Ко всему этому, эти мосты, во-первых, почти никогда не имеют перил, и ширина их такова, что может пройти только одна вьючная горная лошадь, а во-вторых, они качаются так, как будто ходишь по хорошему пружинному матрацу; о чувстве же неуверенности в их крепости уже говорить не приходится.
Большей частью они укреплены веревкой из волокон коры одного дерева, один конец которой держит мост, а другой привязан к какому-нибудь стоящему вблизи на косогоре дереву или к выступу скалы.
Во всяком случае, эти мосты даже не для тех, которых в Европе называют «любителями-сильных-ощущений». Душа любого европейца, проходящего по этим мостам, уходит, как говорится, не в «пятки», а куда-то еще дальше.
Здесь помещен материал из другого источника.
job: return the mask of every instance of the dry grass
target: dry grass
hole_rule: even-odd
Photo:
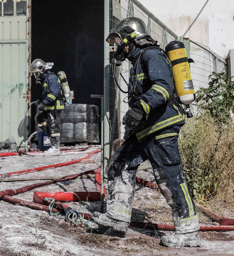
[[[187,120],[179,140],[185,173],[195,200],[234,198],[234,125],[208,114]]]

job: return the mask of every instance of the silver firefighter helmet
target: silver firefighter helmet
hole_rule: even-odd
[[[119,21],[110,32],[106,41],[115,45],[116,38],[120,38],[122,45],[127,45],[133,41],[140,45],[155,42],[148,34],[143,21],[135,17],[124,19]],[[149,42],[148,40],[146,41],[146,38],[149,39]],[[142,40],[142,39],[145,40]]]
[[[45,62],[40,59],[36,59],[31,64],[31,72],[37,78],[46,69],[50,69],[53,66],[52,62]]]

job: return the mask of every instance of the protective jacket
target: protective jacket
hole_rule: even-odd
[[[139,94],[136,97],[134,97],[132,91],[136,91],[136,88],[133,88],[133,82],[136,78],[137,59],[143,49],[137,48],[131,54],[131,59],[133,61],[129,85],[129,97],[131,99],[129,106],[131,108],[140,107],[145,112],[135,129],[140,142],[155,133],[160,133],[160,138],[163,138],[163,130],[184,123],[184,119],[178,111],[176,104],[168,104],[174,92],[173,72],[166,55],[161,50],[156,48],[149,49],[141,56],[137,75]],[[166,132],[164,137],[176,135],[174,133],[170,135]]]
[[[63,109],[64,103],[61,95],[61,85],[59,78],[49,70],[43,74],[43,78],[42,99],[45,105],[45,109],[52,110],[56,107],[57,110]]]

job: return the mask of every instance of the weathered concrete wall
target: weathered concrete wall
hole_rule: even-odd
[[[180,37],[194,20],[206,0],[138,0]],[[204,43],[226,58],[234,48],[234,1],[210,0],[185,36]]]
Второй раз с нас были сняты повязки, когда навстречу нам шел караван. Проводники, очевидно не желая, чтобы наши закрытые глаза обратили на себя внимание и вызвали бы у других какое-либо подозрение, сочли нужным, чтобы мы на это время сняли наши своеобразные башлыки.
Это совпало как раз с тем, когда мы проходили мимо одного типичного для Туркестана памятника, находившегося на самом перевале.
Таких памятников в Туркестане много, они кем-то очень умно придуманы; без них нам, путешественникам, не было бы никакой возможности ориентироваться в этой хаотической, бездорожной местности.
Памятники эти обыкновенно стоят на таких возвышенных местах, что если знать план их расположения, то их можно видеть с очень далеких мест, другой раз даже за десятки километров.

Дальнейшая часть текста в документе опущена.